Morris Feinmann: a happy end to a moving story


Changing demands for care of the elderly has put pressure on Jewish welfare agencies to adapt their properties. In south Manchester, the Morris Feinmann home’s solution has been the relocation of residents while its premises are rebuilt in a collaboration with a major regional care provider.

A number of Jewish care homes outside the capital have been closed or sold over the past year, leaving difficult choices for residents and their families. For example, occupants of Hull’s Menorah House, which announced its closure in April, will have to seek care in Leeds, 60 miles away, to enjoy kosher facilities.

Established over 50 years ago in a converted Victorian house in Didsbury, Morris Feinmann has been running at at an operational deficit of up to £300,000, with fluctuating under-occupancy over recent years. “The home was very expensive to maintain and difficult to staff,” explained trustee Helen Lister. “There wasn’t enough room for a dementia unit and there is more and more call for dementia care.”

In a move criticised by some for its haste, the trustees announced in December that residents would move to Allingham House, a non-Jewish care home near Altrincham, which would be converted for kosher use — even for the existing non-Jewish residents. Meanwhile, Morris Feinmann’s Didsbury facility would be rebuilt by 2015 in an £11 million scheme with CLS, a non-profit care firm running 26 homes in Cheshire.

Phase one — the move to Allingham — is now complete with only four of Morris Feinmann’s 48 residents not agreeing to transfer.

Viv Alexander could not explain to her 89-year-old mother Anita, who has dementia, why she had to move from Morris Feinmann. It had been a painful time but her mother was now settled. And she could visit her more because Allingham House was closer to her Bowdon home.

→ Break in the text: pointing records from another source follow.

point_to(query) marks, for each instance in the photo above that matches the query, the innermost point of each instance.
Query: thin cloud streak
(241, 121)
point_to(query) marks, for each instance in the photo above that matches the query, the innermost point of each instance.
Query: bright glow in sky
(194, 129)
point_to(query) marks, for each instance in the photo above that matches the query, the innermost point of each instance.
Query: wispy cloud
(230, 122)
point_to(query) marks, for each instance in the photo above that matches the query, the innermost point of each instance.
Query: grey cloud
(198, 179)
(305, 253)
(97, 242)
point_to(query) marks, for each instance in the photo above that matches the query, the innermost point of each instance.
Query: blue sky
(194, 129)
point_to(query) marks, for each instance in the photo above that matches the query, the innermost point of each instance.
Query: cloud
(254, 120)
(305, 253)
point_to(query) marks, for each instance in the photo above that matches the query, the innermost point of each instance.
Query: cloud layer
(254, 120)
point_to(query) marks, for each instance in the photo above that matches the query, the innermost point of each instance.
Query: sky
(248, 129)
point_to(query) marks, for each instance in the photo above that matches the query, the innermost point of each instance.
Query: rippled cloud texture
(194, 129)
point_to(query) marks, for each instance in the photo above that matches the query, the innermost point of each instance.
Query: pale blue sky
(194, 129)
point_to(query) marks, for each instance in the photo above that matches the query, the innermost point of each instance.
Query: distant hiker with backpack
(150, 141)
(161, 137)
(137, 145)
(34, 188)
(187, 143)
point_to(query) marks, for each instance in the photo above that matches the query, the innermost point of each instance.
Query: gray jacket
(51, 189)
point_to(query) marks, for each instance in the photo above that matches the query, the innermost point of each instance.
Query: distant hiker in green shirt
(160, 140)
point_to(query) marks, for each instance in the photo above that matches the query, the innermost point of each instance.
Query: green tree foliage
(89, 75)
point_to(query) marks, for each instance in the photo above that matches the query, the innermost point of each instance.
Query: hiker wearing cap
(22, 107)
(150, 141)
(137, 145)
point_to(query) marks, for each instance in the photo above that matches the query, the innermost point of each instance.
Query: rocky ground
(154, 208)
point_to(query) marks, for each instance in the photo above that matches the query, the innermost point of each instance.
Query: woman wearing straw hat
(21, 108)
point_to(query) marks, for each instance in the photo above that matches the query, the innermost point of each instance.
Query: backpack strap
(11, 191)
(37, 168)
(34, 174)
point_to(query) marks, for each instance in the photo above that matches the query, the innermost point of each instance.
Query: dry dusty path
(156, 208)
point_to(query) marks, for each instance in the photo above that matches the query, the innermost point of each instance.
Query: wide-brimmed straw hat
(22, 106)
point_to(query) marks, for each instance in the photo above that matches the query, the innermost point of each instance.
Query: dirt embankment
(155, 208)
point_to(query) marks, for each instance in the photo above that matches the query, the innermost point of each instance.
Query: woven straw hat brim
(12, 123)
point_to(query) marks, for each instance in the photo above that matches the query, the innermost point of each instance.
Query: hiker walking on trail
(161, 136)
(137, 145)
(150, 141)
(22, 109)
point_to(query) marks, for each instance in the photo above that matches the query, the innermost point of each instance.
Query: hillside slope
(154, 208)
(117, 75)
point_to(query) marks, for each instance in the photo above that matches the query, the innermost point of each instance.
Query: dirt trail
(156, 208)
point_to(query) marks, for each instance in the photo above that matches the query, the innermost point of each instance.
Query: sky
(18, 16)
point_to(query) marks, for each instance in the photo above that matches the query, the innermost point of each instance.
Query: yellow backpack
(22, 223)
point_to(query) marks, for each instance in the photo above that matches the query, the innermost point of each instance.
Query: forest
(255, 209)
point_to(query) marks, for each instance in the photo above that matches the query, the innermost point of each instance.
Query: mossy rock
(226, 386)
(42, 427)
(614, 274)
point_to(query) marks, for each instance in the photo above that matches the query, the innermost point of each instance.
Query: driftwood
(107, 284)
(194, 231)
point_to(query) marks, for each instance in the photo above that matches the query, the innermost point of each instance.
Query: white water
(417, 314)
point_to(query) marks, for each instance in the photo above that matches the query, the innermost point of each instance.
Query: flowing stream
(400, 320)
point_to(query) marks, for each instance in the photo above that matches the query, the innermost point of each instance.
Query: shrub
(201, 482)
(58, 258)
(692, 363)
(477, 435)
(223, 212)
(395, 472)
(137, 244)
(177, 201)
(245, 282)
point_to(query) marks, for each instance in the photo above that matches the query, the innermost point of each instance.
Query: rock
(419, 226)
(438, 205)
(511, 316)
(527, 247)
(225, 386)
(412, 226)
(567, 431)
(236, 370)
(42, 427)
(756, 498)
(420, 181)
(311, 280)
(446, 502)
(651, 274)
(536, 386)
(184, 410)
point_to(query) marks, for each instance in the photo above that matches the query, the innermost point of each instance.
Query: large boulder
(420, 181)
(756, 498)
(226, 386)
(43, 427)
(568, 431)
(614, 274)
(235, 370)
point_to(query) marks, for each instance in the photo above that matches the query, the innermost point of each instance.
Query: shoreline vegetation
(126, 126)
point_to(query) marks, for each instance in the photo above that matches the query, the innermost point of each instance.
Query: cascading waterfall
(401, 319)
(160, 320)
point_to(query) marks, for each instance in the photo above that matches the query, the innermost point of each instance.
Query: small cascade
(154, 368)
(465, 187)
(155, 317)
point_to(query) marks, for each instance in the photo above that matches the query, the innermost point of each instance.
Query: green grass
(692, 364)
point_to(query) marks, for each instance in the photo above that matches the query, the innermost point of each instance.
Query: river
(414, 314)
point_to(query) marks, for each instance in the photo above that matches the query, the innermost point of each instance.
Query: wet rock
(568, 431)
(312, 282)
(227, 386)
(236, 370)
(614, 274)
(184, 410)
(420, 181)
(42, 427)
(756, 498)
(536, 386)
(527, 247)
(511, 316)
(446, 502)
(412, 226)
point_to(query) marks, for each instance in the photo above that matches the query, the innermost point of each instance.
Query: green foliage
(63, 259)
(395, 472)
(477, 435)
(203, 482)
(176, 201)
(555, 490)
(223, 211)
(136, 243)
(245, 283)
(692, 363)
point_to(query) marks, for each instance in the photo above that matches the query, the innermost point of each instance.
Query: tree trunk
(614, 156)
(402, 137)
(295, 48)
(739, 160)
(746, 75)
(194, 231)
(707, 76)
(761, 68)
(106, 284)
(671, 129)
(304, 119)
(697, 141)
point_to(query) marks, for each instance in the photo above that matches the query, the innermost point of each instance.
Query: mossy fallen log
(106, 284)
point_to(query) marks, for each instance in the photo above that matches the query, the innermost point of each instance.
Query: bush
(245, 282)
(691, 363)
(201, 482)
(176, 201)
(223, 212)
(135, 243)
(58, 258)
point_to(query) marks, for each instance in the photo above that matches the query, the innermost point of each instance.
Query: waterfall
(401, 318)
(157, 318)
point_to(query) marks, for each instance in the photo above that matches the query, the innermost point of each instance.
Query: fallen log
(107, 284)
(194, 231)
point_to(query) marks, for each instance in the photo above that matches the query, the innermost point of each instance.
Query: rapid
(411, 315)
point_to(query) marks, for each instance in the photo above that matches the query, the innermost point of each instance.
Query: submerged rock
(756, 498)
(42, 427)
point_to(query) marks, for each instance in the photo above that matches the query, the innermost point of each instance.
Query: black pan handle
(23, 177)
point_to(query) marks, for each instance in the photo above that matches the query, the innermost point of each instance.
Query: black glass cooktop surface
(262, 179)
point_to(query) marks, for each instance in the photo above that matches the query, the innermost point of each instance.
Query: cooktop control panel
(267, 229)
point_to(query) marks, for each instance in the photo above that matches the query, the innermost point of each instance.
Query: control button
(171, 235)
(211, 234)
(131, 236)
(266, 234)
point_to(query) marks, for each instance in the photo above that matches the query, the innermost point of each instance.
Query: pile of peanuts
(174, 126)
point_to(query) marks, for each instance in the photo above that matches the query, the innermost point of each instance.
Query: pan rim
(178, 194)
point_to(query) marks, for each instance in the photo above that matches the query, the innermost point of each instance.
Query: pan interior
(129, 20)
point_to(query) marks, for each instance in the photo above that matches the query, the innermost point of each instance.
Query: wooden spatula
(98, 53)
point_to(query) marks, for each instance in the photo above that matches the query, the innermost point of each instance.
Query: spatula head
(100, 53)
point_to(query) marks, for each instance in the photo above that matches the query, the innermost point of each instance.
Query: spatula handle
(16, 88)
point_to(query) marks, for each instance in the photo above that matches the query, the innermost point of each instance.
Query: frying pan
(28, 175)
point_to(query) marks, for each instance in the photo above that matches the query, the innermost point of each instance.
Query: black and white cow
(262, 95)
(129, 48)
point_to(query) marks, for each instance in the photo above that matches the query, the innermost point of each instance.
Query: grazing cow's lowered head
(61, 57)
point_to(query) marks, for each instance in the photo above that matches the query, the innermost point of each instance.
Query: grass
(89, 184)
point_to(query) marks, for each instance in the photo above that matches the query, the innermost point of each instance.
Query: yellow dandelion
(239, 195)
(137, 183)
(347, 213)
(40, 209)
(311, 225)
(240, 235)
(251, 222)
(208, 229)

“I support what Morris Feinmann are doing,” she said. “It is something for the future of the community. All the residents have mixed well at Allingham, the Jewish and non-Jewish elements. It’s happened quite happily.”
Morris Feinmann treasurer Jonathan Sugarman anticipated that “three years down the line, we will have a new home, efficient and modern — and with a partner operating it which has the economies of scale and operating strategies we were struggling to provide”.